[PATCH 16/16] net: netlink support for moving devices between network namespaces.

Eric W. Biederman ebiederm at xmission.com
Mon Sep 10 12:30:46 PDT 2007


"Serge E. Hallyn" <serue at us.ibm.com> writes:
>> 
>> +static struct net *get_net_ns_by_pid(pid_t pid)
>> +{
>> +	struct task_struct *tsk;
>> +	struct net *net;
>> +
>> +	/* Lookup the network namespace */
>> +	net = ERR_PTR(-ESRCH);
>> +	rcu_read_lock();
>> +	tsk = find_task_by_pid(pid);
>> +	if (tsk) {
>> +		task_lock(tsk);
>> +		if (tsk->nsproxy)
>> +			net = get_net(tsk->nsproxy->net_ns);
>> +		task_unlock(tsk);
>
> Thinking...  Ok, I'm not sure this is 100% safe in the target tree, but
> the long-term correct way probably isn't yet implemented in the net-
> tree.  Eventually you will want to:
>
> 	net_ns = NULL;
> 	rcu_read_lock();
> 	tsk = find_task_by_pid();  /* or _pidns equiv? */
> 	nsproxy = task_nsproxy(tsk);
> 	if (nsproxy)
> 		net_ns = get_net(nsproxy->net_ns);
> 	rcu_read_unlock;
>
> What you have here is probably unsafe if tsk is the last task pointing
> to it's nsproxy and it does an unshare, bc unshare isn't protected by
> task_lock, and you're not rcu_dereferencing tsk->nsproxy (which
> task_nsproxy does).  At one point we floated a patch to reuse the same
> nsproxy in that case which would prevent you having to worry about it,
> but that isn't being done in -mm now so i doubt it's in -net.
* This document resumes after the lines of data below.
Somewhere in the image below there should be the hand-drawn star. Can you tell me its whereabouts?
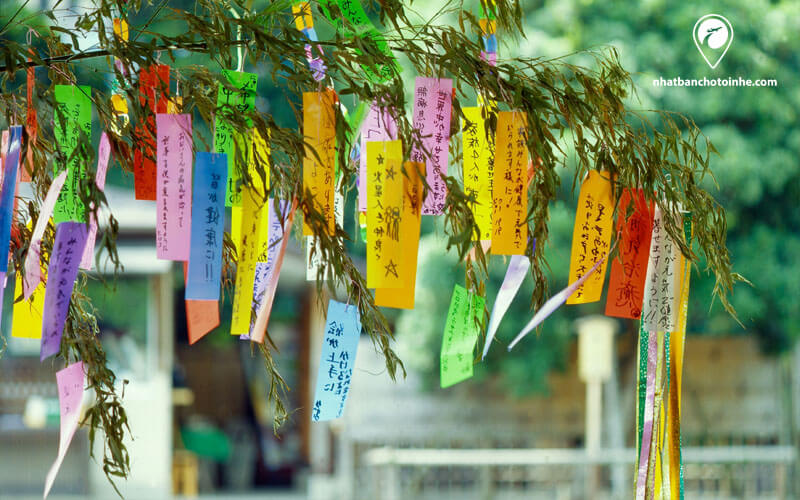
[383,260,399,278]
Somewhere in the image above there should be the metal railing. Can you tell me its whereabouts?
[357,446,797,500]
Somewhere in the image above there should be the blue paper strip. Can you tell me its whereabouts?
[0,125,22,273]
[311,300,361,422]
[482,34,497,52]
[186,152,228,300]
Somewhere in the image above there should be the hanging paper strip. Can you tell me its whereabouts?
[319,0,401,83]
[11,262,47,339]
[303,90,336,236]
[248,199,289,339]
[134,64,169,200]
[666,213,692,499]
[606,189,653,319]
[311,300,361,422]
[53,85,92,224]
[156,114,192,261]
[636,332,659,500]
[481,255,531,359]
[358,102,397,212]
[492,111,528,255]
[81,132,111,269]
[44,361,85,498]
[23,170,67,299]
[439,285,484,388]
[411,77,453,215]
[0,125,22,273]
[41,222,87,361]
[305,191,344,281]
[508,243,614,351]
[461,106,494,240]
[367,140,403,288]
[186,152,228,300]
[231,187,265,335]
[250,198,297,344]
[642,206,680,333]
[376,162,425,309]
[19,48,39,182]
[214,69,258,207]
[567,170,614,304]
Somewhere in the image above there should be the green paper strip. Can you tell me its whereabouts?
[319,0,402,83]
[214,69,258,207]
[440,285,484,388]
[53,85,92,224]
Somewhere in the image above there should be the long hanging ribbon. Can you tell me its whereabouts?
[636,326,658,500]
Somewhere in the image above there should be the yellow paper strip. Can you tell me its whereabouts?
[492,111,528,256]
[231,187,266,335]
[375,162,425,309]
[367,141,404,288]
[303,90,336,236]
[461,106,494,240]
[567,170,614,304]
[11,269,47,339]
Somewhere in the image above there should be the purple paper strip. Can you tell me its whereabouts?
[411,77,453,215]
[156,113,192,262]
[41,221,88,361]
[481,255,531,359]
[80,132,111,269]
[245,200,289,340]
[358,102,397,212]
[0,125,22,273]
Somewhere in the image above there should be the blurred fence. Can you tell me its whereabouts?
[354,446,797,500]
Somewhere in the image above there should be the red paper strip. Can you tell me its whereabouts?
[133,64,169,201]
[606,189,653,319]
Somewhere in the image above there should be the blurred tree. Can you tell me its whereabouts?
[398,0,800,394]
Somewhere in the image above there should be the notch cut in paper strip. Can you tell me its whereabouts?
[508,242,617,351]
[481,254,535,359]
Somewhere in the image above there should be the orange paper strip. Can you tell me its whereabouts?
[567,170,614,304]
[606,189,653,319]
[492,111,528,255]
[303,90,336,236]
[375,162,425,309]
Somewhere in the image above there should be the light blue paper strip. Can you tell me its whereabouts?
[311,300,361,422]
[186,152,228,300]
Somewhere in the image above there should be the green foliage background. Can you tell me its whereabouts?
[398,0,800,395]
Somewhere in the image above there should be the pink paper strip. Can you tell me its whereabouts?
[251,198,297,344]
[636,333,658,500]
[22,169,67,300]
[81,132,111,269]
[508,241,617,351]
[410,77,453,215]
[156,113,192,261]
[481,255,531,359]
[44,361,85,498]
[358,102,397,212]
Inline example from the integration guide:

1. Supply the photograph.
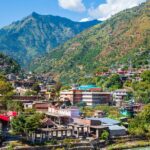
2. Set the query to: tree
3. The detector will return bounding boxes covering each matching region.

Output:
[129,104,150,137]
[0,80,13,96]
[77,101,86,108]
[11,113,43,135]
[24,90,37,96]
[141,70,150,83]
[31,83,41,93]
[104,74,123,91]
[7,101,24,112]
[100,130,109,140]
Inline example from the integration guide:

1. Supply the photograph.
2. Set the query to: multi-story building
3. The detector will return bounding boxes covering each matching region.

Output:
[113,89,128,106]
[82,91,112,106]
[48,106,80,118]
[60,90,112,106]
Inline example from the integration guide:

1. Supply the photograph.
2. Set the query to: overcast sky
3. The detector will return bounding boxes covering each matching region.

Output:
[0,0,146,27]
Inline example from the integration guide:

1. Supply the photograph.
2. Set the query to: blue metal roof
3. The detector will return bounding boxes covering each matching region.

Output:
[78,84,98,90]
[87,117,120,125]
[109,125,126,130]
That change isn't merged upstream yet, so it isn't in David's
net-2.6.24 tree.  Currently task->nsproxy is protected but
task_lock(current). So the code is fine.

I am aware that removing the task_lock(current) for the setting
of current->nsproxy is currently in the works, and I have planned
to revisit this later when all of these pieces come together.

For now the code is fine.

If need be we can drop this patch to remove the potential merge
conflict.  But I figured it was useful for this part of the user space
interface to be available for review.